The PTPA’s emergency motion for a court intervention into the French Open and Wimbledon rejecting applications for tournament credentials was denied, according to a court filing published Friday. U.S. District Judge Margaret Garnett wrote, however, that despite the denial of the motion, the French Tennis Federation and All England Lawn Tennis Club “are cautioned that the Court may consider their undisputedly retaliatory conduct in assessing any similar motions in the future.” Garnett is overseeing the PTPA’s antitrust lawsuit against the ATP, WTA, USTA, FFT and AELTC in N.Y.; the PTPA had alleged that the FFT and AELTC -- organizers of the French Open and Wimbledon, respectively -- denied their representatives accreditation for the events as an act of “retaliatory conduct” for the suit.
In response to the judge’s decision Thursday evening, the PTPA’s former executive director Ahmad Nassar posted on X that the FFT and AELTC are “losing the long game.” The defendants’ motions to dismiss the case or compel arbitration are pending.
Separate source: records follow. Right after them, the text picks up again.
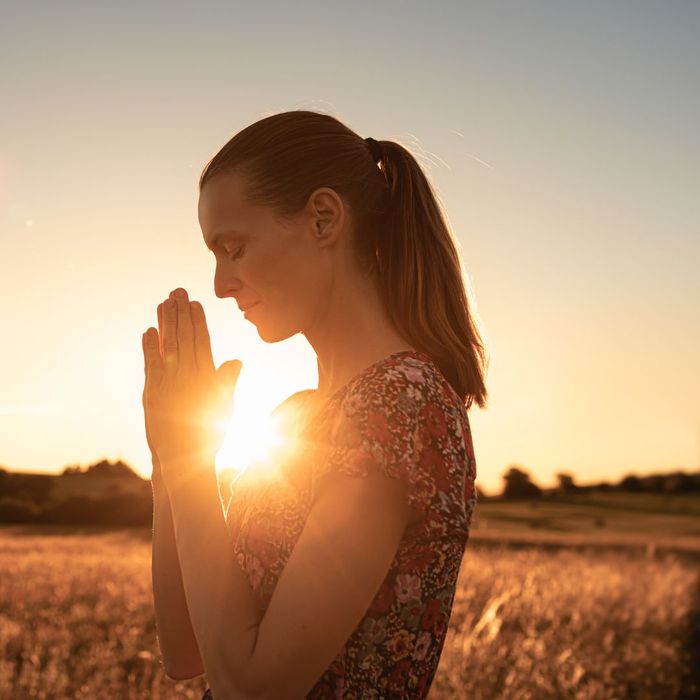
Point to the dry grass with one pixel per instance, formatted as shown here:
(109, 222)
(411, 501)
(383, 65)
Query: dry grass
(76, 621)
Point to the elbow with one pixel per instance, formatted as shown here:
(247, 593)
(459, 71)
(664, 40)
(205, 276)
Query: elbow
(183, 672)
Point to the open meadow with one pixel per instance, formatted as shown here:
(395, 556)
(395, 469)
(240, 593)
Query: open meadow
(76, 620)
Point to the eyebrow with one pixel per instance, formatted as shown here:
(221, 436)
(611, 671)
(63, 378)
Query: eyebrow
(228, 235)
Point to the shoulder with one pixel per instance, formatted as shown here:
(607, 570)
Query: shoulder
(402, 383)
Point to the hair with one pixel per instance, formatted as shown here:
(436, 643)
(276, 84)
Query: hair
(401, 237)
“The FFT and AELTC may have avoided an order today, but read what the Judge actually said: she called the exclusion ‘petty’ and warned the tournaments against keeping it up. She strongly encouraged them to reconsider denying credentials,” Nassar wrote. “What an astonishingly bad move to cite the broader antitrust lawsuit as the reason to deny credentials. The Judge is weighing whether that very lawsuit proceeds, with pending motions to dismiss before the court. Motions the Judge indicated today she expects to rule on soon.”